ChromaDB also supports asynchronous operations, enabling concurrency and leading to better performance.

1# install chromadb - `pip install chromadb`
2
3import asyncio
4
5from kern.agent import Agent
6from kern.knowledge.knowledge import Knowledge
7from kern.vectordb.chroma import ChromaDb
8
9# Initialize ChromaDB
10vector_db = ChromaDb(collection="recipes", path="tmp/chromadb", persistent_client=True)
11
12# Create knowledge base
13knowledge = Knowledge(
14 vector_db=vector_db,
15)
16
17# Create and use the agent
18agent = Agent(knowledge=knowledge)
19
20if __name__ == "__main__":
21 # Comment out after first run
22 asyncio.run(
23 knowledge.ainsert(url="https://kern.ndx.rocks/introduction/agents.md")
24 )
25
26 # Create and use the agent
27 asyncio.run(
28 agent.aprint_response("What is the purpose of an Kern Agent?", markdown=True)
29 )
Tip

Use ainsert() and aprint_response() methods with asyncio.run() for non-blocking operations in high-throughput applications.

Note

ChromaDB has a batch size limit due to SQLite constraints. When inserting documents that exceed this limit, Kern automatically splits them into smaller batches. The batch size is auto-detected from ChromaDB's server configuration.

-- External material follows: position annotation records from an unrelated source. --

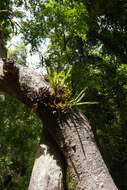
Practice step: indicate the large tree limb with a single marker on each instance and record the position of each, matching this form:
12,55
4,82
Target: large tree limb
71,133
17,81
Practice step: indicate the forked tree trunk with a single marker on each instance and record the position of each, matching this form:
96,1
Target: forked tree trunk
70,133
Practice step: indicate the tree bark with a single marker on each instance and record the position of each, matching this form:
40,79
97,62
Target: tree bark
71,134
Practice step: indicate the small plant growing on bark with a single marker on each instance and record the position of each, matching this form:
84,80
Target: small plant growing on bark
65,100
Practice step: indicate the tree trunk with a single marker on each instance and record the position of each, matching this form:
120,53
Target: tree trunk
75,138
71,134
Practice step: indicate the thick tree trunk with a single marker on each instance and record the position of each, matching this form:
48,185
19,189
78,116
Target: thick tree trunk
71,132
76,140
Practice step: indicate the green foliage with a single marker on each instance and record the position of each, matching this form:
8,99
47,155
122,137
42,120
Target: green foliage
18,141
63,90
90,37
19,54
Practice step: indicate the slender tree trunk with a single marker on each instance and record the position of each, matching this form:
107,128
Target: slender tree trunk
3,49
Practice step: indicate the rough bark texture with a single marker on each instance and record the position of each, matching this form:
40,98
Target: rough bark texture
71,132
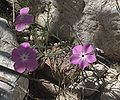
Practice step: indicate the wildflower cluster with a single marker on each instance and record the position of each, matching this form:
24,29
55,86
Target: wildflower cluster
25,57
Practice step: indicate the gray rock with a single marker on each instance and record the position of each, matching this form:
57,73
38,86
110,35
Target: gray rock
112,86
62,16
7,42
100,25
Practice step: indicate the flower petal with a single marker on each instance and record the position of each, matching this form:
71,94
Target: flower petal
31,53
24,11
28,19
20,67
75,59
25,44
15,55
32,65
77,49
91,58
87,48
20,27
83,64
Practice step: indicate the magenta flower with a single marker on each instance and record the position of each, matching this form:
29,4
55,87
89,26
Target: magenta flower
23,19
25,58
83,55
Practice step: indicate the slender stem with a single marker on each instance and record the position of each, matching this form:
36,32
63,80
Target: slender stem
10,71
13,5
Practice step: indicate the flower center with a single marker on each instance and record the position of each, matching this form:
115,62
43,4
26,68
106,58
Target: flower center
82,56
24,57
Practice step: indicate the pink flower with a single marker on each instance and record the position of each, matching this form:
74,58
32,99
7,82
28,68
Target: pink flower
23,19
25,58
83,55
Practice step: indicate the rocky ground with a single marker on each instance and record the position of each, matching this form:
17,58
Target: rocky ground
96,22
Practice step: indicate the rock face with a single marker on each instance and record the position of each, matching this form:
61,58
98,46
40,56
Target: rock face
100,25
8,92
63,14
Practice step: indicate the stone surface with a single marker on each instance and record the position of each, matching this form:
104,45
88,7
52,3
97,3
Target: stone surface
63,15
100,25
112,86
7,42
67,96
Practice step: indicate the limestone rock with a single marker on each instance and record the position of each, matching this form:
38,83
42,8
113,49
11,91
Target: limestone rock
7,42
112,86
62,16
100,25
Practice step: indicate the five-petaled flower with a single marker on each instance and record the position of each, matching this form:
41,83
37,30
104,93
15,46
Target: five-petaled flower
23,19
25,58
83,55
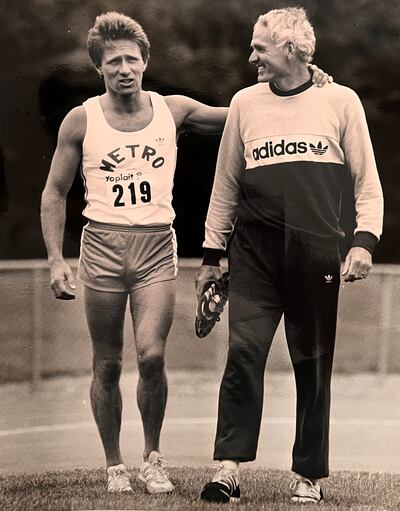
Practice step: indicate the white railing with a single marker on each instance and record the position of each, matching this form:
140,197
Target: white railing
47,336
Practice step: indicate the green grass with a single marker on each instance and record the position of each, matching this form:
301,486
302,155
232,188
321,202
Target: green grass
261,490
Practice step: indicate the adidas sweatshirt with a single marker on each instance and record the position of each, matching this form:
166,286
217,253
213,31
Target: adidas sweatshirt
283,160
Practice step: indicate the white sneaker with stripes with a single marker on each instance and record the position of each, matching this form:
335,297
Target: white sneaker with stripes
306,491
153,473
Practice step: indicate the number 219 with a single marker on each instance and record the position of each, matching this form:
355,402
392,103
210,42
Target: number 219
144,188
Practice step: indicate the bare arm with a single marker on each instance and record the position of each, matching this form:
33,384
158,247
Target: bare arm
191,115
65,162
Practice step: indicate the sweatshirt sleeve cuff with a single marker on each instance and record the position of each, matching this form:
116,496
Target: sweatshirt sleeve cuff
365,240
212,256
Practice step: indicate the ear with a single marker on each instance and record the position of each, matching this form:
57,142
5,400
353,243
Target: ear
290,49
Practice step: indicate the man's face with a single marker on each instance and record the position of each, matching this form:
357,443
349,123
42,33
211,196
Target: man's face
271,61
122,67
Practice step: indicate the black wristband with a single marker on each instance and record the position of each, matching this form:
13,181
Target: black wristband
365,240
212,256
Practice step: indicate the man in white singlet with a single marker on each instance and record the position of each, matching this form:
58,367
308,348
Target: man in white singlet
125,142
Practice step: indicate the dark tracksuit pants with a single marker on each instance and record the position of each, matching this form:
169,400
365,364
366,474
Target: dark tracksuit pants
275,272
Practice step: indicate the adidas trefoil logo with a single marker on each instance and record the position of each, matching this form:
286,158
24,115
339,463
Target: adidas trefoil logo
318,149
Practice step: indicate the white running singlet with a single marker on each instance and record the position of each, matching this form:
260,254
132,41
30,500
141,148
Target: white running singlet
128,176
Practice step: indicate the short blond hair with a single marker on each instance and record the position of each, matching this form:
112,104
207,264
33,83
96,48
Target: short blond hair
112,26
291,24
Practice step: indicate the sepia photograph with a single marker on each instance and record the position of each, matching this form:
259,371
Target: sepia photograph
199,255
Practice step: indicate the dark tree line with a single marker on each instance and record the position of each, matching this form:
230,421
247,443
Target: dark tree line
199,48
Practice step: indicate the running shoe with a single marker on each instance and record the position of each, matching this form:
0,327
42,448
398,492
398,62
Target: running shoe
210,306
305,491
118,479
153,473
224,487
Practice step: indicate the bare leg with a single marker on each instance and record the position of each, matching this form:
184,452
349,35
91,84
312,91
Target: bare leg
105,313
152,310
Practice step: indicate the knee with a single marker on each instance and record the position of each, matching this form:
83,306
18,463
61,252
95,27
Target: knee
151,365
108,371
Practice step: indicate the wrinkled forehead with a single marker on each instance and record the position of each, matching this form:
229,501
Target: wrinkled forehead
121,47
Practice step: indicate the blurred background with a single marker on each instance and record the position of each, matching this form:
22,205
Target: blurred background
199,48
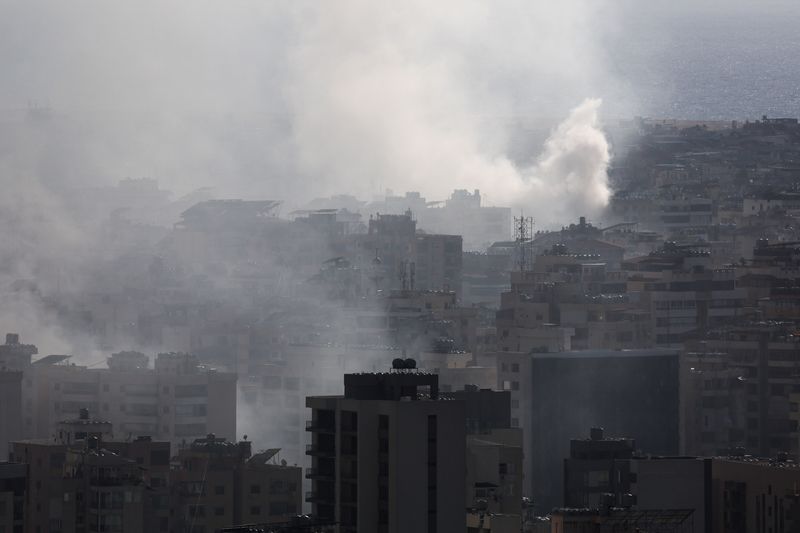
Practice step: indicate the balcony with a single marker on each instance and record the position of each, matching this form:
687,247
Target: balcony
316,451
318,497
316,473
319,427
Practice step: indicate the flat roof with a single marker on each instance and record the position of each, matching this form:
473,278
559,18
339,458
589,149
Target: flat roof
598,354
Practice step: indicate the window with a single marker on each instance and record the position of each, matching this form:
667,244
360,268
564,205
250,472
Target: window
277,508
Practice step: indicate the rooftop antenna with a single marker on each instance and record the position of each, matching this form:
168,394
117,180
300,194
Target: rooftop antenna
523,233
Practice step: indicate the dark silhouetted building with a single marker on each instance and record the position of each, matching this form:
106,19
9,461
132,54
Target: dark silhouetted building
631,392
389,455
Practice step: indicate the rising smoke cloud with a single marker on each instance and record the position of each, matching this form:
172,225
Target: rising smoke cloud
291,99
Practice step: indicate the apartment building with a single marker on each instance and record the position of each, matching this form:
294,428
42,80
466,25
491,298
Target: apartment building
221,483
555,396
388,456
758,369
178,400
13,484
682,293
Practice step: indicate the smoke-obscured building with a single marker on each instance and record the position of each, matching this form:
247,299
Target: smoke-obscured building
178,400
555,396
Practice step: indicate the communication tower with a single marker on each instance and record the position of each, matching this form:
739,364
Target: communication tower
523,236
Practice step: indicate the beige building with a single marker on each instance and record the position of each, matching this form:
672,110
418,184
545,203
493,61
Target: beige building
177,401
221,483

You can also set batch_size to override the auto-detected value.

ChromaDb Params

ParameterTypeDefaultDescription
collectionstr-The name of the collection to use.
embedderEmbedderOpenAIEmbedder()The embedder to use for embedding document contents.
distanceDistancecosineThe distance metric to use.
pathstr"tmp/chromadb"The path where ChromaDB data will be stored.
persistent_clientboolFalseWhether to use a persistent ChromaDB client.
batch_sizeintNoneMaximum number of documents per batch operation. Auto-detected from ChromaDB's server limit if not set, falls back to 100 if auto-detect fails.